The program, called Plant a Row for the Hungry, welcomes local green thumbs looking to help combat hunger in the High Country to simply plant an extra row of vegetables. Those looking to plant a row can sign up to receive grow packets which include free seeds by registering with the Hunger and Health Coalition at https://tinyurl.com/hwd7hm4s.
There are no obligations to receive the grow packets, however, it is asked that participants donate any extra produce that is not used to the Hunger and Health Coalition or Hospitality House.
“This is something that we’ve actually written a grant for, these are free seeds,” said Sandra Windelspecht, director of Grow Watauga. “If you don’t grow anything that’s fine, but if you have some extra please share it. That’s all we’re asking.”
According to Grow Watauga — a community outreach program dedicated to providing fresh, locally sourced, nutritious foods to those in need — the Plant a Row Program not only allows for better produce accessibility, but could also have long term health benefits for those in need.
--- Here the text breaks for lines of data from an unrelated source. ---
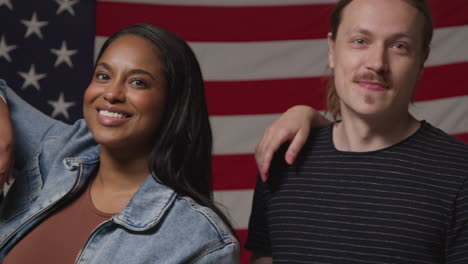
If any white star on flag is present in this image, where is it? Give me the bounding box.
[0,35,16,62]
[0,0,13,10]
[55,0,79,16]
[50,41,78,68]
[47,92,75,119]
[21,12,49,39]
[19,64,47,91]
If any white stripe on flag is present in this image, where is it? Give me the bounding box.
[410,95,468,134]
[210,96,468,155]
[95,26,468,81]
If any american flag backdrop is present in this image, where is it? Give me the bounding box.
[0,0,468,263]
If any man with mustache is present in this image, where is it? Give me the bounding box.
[246,0,468,264]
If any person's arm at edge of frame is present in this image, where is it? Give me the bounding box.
[255,105,330,181]
[250,252,273,264]
[0,94,14,195]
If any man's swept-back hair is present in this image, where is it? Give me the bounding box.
[96,24,236,235]
[327,0,434,120]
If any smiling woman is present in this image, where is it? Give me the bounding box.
[0,24,239,263]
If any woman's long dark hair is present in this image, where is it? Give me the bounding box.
[96,24,236,235]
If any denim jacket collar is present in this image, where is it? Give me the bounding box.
[114,175,177,231]
[64,147,177,231]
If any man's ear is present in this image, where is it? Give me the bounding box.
[327,32,335,69]
[418,47,431,80]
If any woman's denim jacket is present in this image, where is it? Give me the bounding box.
[0,80,239,264]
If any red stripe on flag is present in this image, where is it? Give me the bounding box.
[205,78,327,115]
[453,133,468,144]
[205,62,468,115]
[236,229,250,264]
[213,154,258,191]
[429,0,468,27]
[414,62,468,101]
[96,2,333,41]
[96,0,468,41]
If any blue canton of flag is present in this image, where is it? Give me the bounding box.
[0,0,96,123]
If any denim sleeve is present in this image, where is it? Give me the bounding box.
[194,243,240,264]
[444,179,468,264]
[0,79,61,168]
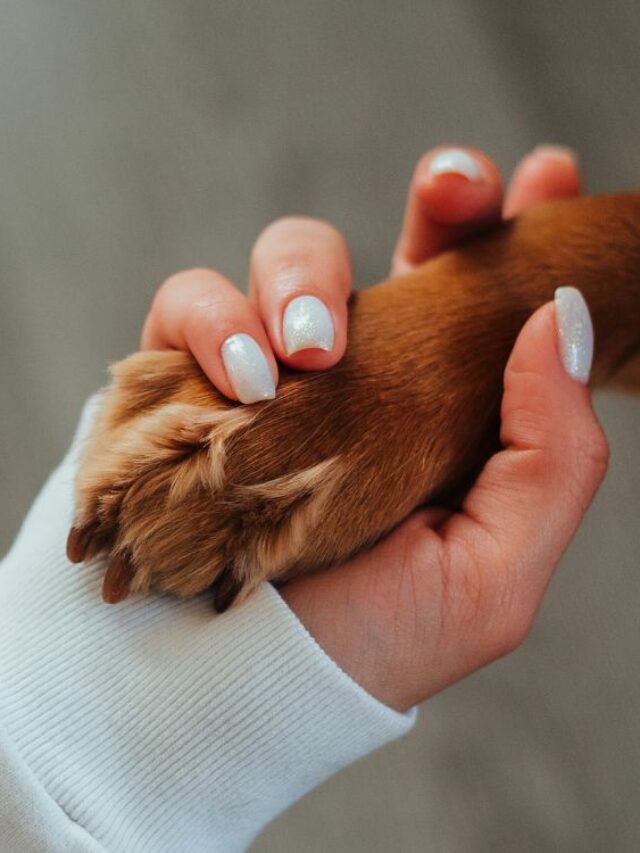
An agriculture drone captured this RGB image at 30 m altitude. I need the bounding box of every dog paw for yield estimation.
[67,352,338,610]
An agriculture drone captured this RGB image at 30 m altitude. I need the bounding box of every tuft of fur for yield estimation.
[68,194,640,609]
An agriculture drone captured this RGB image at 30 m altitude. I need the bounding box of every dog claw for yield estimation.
[102,553,135,604]
[67,524,97,563]
[213,569,242,613]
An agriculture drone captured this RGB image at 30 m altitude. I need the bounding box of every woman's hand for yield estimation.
[143,143,607,709]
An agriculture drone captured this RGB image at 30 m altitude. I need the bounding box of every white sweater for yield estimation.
[0,398,415,853]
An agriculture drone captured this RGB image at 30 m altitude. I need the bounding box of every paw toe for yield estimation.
[102,552,135,604]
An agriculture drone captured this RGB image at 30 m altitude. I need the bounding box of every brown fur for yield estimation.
[68,194,640,609]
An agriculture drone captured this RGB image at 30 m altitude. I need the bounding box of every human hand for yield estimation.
[143,149,606,708]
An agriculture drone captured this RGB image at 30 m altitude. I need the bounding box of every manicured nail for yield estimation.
[555,287,593,385]
[531,143,578,164]
[282,296,335,355]
[429,148,484,183]
[221,332,276,403]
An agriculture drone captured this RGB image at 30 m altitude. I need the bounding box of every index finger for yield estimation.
[249,216,351,370]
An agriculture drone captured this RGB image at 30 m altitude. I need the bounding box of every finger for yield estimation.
[391,147,502,275]
[443,288,607,604]
[142,269,278,403]
[249,217,351,370]
[504,145,581,218]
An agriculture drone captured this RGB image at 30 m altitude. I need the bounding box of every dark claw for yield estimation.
[102,552,135,604]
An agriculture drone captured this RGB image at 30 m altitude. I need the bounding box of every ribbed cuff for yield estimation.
[0,400,415,853]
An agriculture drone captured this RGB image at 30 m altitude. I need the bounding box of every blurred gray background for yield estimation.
[0,0,640,853]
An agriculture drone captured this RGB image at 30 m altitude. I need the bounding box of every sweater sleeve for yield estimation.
[0,398,415,853]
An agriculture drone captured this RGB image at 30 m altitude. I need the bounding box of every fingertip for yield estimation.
[391,146,503,275]
[415,148,502,226]
[504,145,582,218]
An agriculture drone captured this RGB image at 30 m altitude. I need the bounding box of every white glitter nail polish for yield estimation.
[221,332,276,403]
[429,148,483,183]
[554,287,593,385]
[282,296,335,355]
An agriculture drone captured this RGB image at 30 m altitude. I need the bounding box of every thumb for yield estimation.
[458,288,608,589]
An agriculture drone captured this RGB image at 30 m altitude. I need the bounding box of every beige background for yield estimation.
[0,0,640,853]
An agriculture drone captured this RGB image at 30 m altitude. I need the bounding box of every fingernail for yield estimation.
[554,287,593,385]
[282,296,335,355]
[221,332,276,403]
[531,143,578,164]
[429,148,484,183]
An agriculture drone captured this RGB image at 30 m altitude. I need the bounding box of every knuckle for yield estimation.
[158,267,219,295]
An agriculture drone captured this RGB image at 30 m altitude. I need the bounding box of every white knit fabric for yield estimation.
[0,404,415,853]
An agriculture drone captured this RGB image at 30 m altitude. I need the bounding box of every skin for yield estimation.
[142,147,608,710]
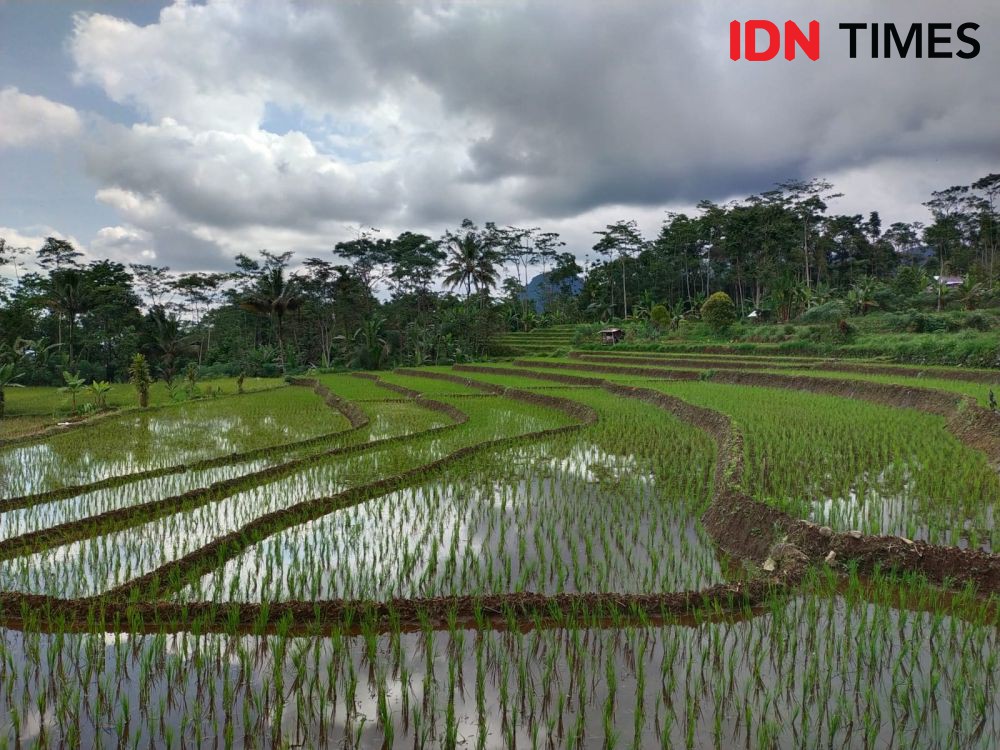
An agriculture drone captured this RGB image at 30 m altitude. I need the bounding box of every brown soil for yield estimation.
[0,362,1000,632]
[0,380,368,513]
[514,360,1000,466]
[458,363,1000,594]
[567,352,1000,385]
[0,378,469,560]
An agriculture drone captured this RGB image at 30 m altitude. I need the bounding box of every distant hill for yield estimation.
[520,273,583,312]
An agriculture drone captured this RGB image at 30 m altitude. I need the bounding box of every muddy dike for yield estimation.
[0,380,369,513]
[490,363,1000,595]
[514,360,1000,467]
[0,394,469,560]
[567,351,1000,385]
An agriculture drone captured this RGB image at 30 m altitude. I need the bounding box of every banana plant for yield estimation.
[87,380,111,411]
[0,362,24,419]
[59,370,86,414]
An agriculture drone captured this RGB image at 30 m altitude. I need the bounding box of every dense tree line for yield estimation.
[0,174,1000,383]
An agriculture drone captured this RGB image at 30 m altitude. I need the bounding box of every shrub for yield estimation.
[701,292,736,333]
[799,300,847,323]
[128,354,153,409]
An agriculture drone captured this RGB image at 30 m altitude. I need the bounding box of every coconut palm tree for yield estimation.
[444,229,500,299]
[240,266,302,373]
[45,268,90,366]
[0,362,24,419]
[149,307,198,382]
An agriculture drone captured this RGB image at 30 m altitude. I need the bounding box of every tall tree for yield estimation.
[240,250,302,373]
[594,220,646,318]
[35,237,83,271]
[443,219,500,299]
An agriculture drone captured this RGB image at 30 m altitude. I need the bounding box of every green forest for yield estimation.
[0,174,1000,385]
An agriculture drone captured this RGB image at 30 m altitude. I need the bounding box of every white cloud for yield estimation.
[0,86,80,147]
[56,0,1000,274]
[90,226,157,264]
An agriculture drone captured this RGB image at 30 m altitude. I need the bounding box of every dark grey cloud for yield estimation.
[5,0,1000,270]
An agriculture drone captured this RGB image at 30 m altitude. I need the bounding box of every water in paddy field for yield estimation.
[806,466,996,552]
[182,444,723,601]
[0,596,1000,748]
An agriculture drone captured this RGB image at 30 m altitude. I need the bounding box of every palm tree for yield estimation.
[0,362,24,419]
[444,229,500,299]
[45,268,90,366]
[149,307,198,382]
[240,266,302,373]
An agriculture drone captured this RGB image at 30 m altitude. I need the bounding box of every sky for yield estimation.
[0,0,1000,271]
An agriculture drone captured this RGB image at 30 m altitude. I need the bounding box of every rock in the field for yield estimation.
[764,542,809,572]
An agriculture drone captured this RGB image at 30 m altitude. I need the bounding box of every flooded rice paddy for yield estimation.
[0,368,1000,748]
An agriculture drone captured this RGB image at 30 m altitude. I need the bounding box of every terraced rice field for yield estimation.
[0,362,1000,748]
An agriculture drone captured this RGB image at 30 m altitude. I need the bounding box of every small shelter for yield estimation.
[601,328,625,344]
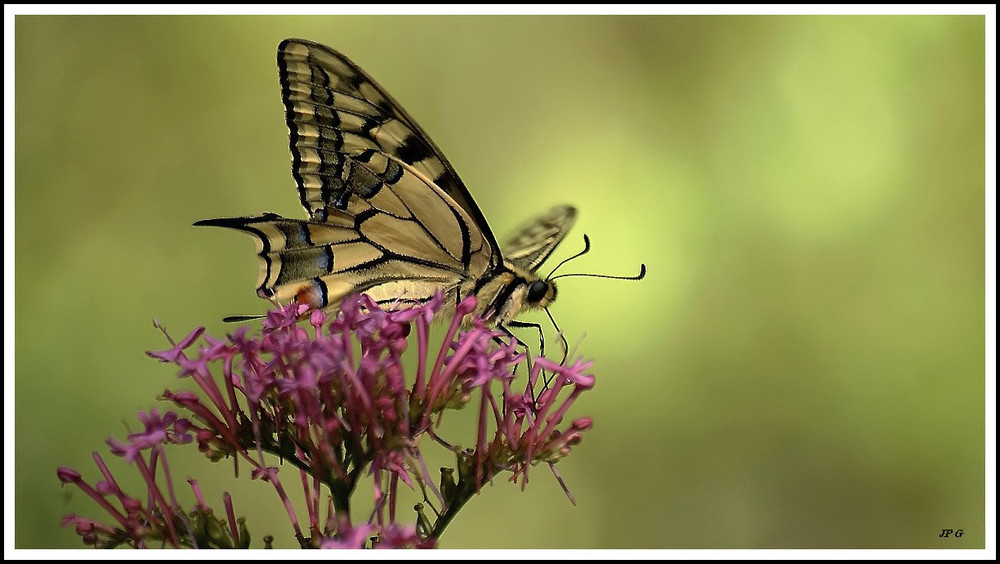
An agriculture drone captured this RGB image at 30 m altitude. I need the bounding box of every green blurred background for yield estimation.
[8,16,986,548]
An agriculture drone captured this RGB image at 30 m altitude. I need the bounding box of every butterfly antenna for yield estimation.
[549,264,646,280]
[545,233,590,280]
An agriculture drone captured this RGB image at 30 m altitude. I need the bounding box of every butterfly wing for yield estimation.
[503,206,576,271]
[196,39,501,307]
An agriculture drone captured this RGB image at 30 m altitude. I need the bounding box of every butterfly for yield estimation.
[195,39,645,334]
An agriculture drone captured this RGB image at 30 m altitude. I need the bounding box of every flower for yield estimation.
[57,294,594,548]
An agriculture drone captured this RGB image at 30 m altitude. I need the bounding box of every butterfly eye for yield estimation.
[528,280,549,303]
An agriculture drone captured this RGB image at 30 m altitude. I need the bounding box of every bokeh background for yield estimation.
[13,16,993,548]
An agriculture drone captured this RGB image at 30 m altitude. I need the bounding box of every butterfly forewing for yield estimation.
[197,39,575,323]
[503,206,576,271]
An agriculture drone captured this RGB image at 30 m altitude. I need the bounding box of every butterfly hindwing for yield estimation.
[196,39,588,325]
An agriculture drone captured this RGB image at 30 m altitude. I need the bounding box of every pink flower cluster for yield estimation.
[58,296,594,548]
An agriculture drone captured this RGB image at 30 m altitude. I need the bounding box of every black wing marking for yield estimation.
[503,206,576,271]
“We’re just trying to give people a healthy alternative, because at some point you have to break the cycle,” Windelspecht said. “A lot of people have all kinds of health issues because they have a poor diet and they can’t afford a decent diet.”
Windelspecht also noted that since the onset of the global pandemic, the need for programs such as Plant a Row have been more needed than ever. The economic downturn caused by COVID-19, coupled with transportation needs found in certain pockets of the region have limited access to fresh produce for many individuals.
“Especially with COVID-19 there’s a real need. They had a real increase in the number of people that used the services at Hunger and Health Coalition because of lack of work, lack of access,” Windelspecht said. “One of the biggest problems in this community is that it’s a food desert in a lot of areas, especially in the outer reaches of the county.”
Some of the vegetables growers are encouraged to produce are tomatoes, kale, peppers, beans, corn and potatoes. However, Plant a Row growers don’t have to have acres of land in order to participate. Individuals are encouraged to grow what vegetables they can in their raised bed or back patio container gardens.
Though the exact amount of produce the program collected last year is not known, it is estimated that Plant a Row for the Hungry yielded over a thousand pounds of locally grown vegetables for High Country residents in need in 2020.
“I could say, just as a guess that we probably brought in well over 1,000 pounds of food last year,” Windelspecht said. “That’s just from Plant a Row. We would love to increase that.”